Jumeirah Nanjing’s Executive Chef, Yeoh Chin Foong, started his culinary career at the tender age of 14 as a food runner at a local restaurant. He swiftly learnt from the passion and creativity of the chefs around him, and over time developed a reputation for his own innovative take on modern Chinese cooking.
His two-decade gastronomic journey has seen him step into kitchens in Dubai, Singapore, the Maldives and Taipei, where he honed his unique style of fusion cuisine, applying modern western cooking techniques to traditional Chinese dishes. We recently caught up with Chef Foong to talk about modern Chinese cuisine and the best places to eat in China’s expansive culinary capitals.
Yeoh Chin Foong and Chinese Cooking
“My mother was the biggest influence on my cooking style,” Foong says. “Her cooking is simple Nyonya style, but it tastes excellent.” Nyonya cooking combines Chinese ingredients with Malay and Indonesian cooking styles. Over the years, Foong has adapted his mother’s style by drawing in foreign elements. “During my time at the Burj Al Arab [where Foong was the first Asian Executive Chef within the Jumeirah group], I was combining Asian ingredients with modern, French cooking in a way that was completely different from the past.” His reputation in Dubai grew to such an extent that the Royal Family would frequently ask Foong to cater for them on their private island.

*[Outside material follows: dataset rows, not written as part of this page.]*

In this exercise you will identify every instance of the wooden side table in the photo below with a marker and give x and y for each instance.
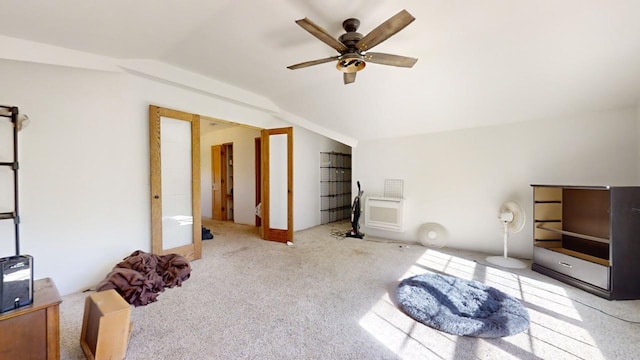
(33, 331)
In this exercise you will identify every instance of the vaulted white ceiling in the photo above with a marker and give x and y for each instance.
(480, 62)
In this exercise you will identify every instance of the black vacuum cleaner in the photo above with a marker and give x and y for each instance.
(355, 216)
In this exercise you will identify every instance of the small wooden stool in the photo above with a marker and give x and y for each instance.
(106, 326)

Foong is drawn to fusion cuisine as he searches out original and complementary flavours. “I adapt traditional Chinese cooking by being different without being confusing. I focus on modern presentation while keeping the authentic taste of Chinese cuisine.” To Foong, this modern take on classic Chinese cooking is typified by the traditional sweet & sour recipe, which he tweaks by adding the citrus tang of Japanese Yuzu sauce.
Foong draws inspiration for his fusion cuisine from travel. “I like to explore different cultures, cuisines, and food products.” Foong loves to assemble flavour profiles, intertwining ingredients and techniques that people rarely expect to work. When it comes to creating a fusion dish, Foong tell us “there is no right or wrong; it’s only about whether it tastes nice or not.”

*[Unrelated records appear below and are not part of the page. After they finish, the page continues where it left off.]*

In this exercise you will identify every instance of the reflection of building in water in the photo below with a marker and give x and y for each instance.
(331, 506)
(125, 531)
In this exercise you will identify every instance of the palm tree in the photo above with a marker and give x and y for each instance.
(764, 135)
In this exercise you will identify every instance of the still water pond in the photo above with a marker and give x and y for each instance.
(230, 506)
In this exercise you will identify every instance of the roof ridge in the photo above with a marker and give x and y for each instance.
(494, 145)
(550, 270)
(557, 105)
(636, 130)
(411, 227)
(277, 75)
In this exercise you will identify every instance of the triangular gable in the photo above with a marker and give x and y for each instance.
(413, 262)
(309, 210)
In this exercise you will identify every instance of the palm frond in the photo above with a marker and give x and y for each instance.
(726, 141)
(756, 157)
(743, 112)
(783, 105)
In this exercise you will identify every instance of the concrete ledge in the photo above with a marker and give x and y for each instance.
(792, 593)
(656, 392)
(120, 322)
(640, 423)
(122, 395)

Modern Chinese Cuisine & Where to find it
Three of China’s most prominent culinary capitals are Nanjing, Shanghai, and Guangzhou, and each has its own style of cooking. “Nanjing cuisine has a unique style of presentation and it tastes delicate,” Foong explains, while “Shanghai typically tastes sweet.” Guangzhou cuisine, meanwhile, “focuses on the products used, and has a particularly sharp taste, especially the ‘Daily Soup’”, a slow-cooked broth.
In Nanjing, Foong recommends exploring the Hexi Jianye District, a short walk from Jumeirah Nanjing. Here, “many different types of cuisine make it a great gathering place for locals and visitors alike. In Shanghai, Foong suggests touring the Bund, right on the shores of the Huangpu river. “With many celebrity restaurants, it’s the most innovative area in terms of China’s food and beverage industry.” The Bund is within easy reach of Jumeirah Himalayas.
“Guangzhou,” Foong explains, “has a very strong food culture, especially when it comes to Cantonese cuisine, which is famous all around the world.” Here, amidst so much choice, Foong recommends New Pearl City. “The best Cantonese cuisine is located at New Pearl City, which is also very close to Guangzhou landmark, Canton Tower.” New Pearl City is within walking distance of Jumeirah Living Guangzhou.